Limited, imbalanced, or missing data in tabular datasets can lead to poor model performance and biased predictions.
TabGAN provides a solution by generating synthetic tabular data that maintains the statistical properties and relationships of the original dataset.
In this example, we will demonstrate how to use TabGAN to generate high-quality synthetic data using different generators (GAN, Diffusion, or LLM-based).
Creating Random Input Data
First, we create random input data:
from tabgan.sampler import OriginalGenerator, GANGenerator
import pandas as pd
import numpy as np
train = pd.DataFrame(np.random.randint(-10, 150, size=(150, 4)), columns=list("ABCD"))
target = pd.DataFrame(np.random.randint(0, 2, size=(150, 1)), columns=list("Y"))

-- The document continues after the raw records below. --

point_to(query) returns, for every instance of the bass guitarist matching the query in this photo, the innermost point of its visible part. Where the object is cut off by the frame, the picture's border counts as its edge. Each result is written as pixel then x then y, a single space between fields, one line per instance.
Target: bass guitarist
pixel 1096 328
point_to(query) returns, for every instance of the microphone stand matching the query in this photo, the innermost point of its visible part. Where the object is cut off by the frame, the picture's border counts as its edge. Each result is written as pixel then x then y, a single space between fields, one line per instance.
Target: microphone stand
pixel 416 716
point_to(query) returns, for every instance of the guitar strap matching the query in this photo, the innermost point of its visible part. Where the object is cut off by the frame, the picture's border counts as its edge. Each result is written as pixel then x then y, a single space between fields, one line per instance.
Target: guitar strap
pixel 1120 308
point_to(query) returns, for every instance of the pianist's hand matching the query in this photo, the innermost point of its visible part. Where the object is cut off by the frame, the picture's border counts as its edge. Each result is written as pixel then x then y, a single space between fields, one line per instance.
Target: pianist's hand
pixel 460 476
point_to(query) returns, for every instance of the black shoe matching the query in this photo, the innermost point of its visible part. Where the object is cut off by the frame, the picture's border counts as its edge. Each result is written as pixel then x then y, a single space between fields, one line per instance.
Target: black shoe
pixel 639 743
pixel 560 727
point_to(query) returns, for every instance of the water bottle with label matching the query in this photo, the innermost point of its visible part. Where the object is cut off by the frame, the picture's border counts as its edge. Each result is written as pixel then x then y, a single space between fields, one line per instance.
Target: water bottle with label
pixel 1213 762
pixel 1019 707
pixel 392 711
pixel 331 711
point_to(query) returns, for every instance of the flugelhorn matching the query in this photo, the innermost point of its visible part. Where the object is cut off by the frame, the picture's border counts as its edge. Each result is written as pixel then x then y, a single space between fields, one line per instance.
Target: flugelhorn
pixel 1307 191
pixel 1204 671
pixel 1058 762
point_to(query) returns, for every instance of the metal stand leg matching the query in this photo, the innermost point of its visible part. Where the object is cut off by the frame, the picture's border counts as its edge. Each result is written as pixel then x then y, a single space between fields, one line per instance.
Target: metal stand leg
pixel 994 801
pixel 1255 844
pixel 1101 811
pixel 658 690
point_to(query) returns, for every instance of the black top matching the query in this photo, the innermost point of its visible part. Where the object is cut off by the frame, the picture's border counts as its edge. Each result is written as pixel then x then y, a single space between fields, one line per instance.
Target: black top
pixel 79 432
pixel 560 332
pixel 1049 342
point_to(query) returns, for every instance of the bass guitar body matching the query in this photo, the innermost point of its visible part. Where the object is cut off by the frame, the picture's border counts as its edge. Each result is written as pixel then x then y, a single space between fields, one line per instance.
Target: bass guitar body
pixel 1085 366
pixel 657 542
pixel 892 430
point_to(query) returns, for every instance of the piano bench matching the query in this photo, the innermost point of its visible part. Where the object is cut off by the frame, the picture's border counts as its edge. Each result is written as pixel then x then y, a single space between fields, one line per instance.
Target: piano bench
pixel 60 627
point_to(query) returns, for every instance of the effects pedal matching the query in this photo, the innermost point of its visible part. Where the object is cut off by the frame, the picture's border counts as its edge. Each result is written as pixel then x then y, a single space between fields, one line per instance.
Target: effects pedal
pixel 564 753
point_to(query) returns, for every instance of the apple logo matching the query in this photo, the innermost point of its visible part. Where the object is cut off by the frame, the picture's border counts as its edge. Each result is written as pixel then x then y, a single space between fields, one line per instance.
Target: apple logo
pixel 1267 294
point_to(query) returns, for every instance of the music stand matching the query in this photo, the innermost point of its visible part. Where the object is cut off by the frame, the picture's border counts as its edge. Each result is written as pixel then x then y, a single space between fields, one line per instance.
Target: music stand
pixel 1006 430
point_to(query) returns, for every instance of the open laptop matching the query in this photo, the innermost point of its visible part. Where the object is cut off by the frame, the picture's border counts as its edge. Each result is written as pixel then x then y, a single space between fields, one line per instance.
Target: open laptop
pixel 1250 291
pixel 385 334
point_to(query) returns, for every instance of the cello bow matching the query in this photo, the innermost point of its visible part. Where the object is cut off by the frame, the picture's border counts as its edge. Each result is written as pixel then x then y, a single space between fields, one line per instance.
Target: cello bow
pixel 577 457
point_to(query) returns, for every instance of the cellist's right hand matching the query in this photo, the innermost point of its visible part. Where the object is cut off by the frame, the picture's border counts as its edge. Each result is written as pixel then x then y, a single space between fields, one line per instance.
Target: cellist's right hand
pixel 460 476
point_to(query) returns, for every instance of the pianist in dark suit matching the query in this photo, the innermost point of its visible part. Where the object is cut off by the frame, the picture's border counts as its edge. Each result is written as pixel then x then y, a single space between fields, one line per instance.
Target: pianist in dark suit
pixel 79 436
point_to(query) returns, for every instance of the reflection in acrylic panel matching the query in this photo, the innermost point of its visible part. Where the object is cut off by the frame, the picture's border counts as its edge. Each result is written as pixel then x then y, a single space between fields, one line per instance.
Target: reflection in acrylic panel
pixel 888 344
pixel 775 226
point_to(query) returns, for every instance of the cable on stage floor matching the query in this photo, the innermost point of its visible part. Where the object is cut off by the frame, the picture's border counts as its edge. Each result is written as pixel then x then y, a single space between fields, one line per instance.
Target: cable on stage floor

test = pd.DataFrame(np.random.randint(0, 100, size=(100, 4)), columns=list("ABCD"))
print("Training Data:")
print(train.head())
print("\nTarget Data:")
print(target.head())
print("\nTest Data:")
print(test.head())
Output:
Training Data:
A B C D
0 29 135 29 113
1 88 77 28 126
2 135 31 37 137
3 25 138 16 79
4 97 141 120 55
Target Data:
Y
0 0
1 1
2 1
3 0
4 0
Test Data:
A B C D
0 77 98 56 15
1 80 16 38 7
2 63 87 57 50
3 17 11 64 27
4 9 29 85 75
Generating Synthetic Data with OriginalGenerator
Next, we use the OriginalGenerator
to generate synthetic data:
new_train1, new_target1 = OriginalGenerator().generate_data_pipe(train, target, test)
print("Training Data:")
print(new_train1.head())
print("\nTarget Data:")
print(new_target1.head())
Output:
Training Data:
A B C D
0 38 46 34 69
1 38 46 34 69
2 38 46 34 69
3 38 46 34 69
4 38 46 34 69
Target Data:
0 1
1 1
2 1
3 1
4 1
Name: Y, dtype: int64
As we can see, TabGAN can generate high-quality synthetic tabular data that maintains the statistical properties and relationships of the original dataset.
The generate_data_pipe
method takes in the following parameters:
train_df
: The training dataframe.target
: The target variable for the training dataset.test_df
: The testing dataframe that is is used as a target distribution – the newly generated train dataframe should be similar to it in terms of statistical properties.deep_copy
: A boolean indicating whether to make a deep copy of the input dataframes. Default isTrue
.only_adversarial
: A boolean indicating whether to only perform adversarial filtering on the training dataframe. Default isFalse
.use_adversarial
: A boolean indicating whether to perform adversarial filtering on the generated data. Default isTrue
.only_generated_data
: A boolean indicating whether to return only the generated data. Default isFalse
.
Generating Synthetic Data with GANGenerator
Alternatively, we can use the GANGenerator
to generate synthetic data:
new_train2, new_target2 = GANGenerator(
gen_params={
"batch_size": 500, # Process data in batches of 500 samples at a time
"epochs": 10, # Train for a maximum of 10 epochs
"patience": 5 # Stop early if there is no improvement for 5 epochs
}
).generate_data_pipe(train, target, test)
print("Training Data:")
print(new_train2.head())
print("\nTarget Data:")
print(new_target2.head())
Output:
Fitting CTGAN transformers for each column: 0%| | 0/5 [00:00<?, ?it/s]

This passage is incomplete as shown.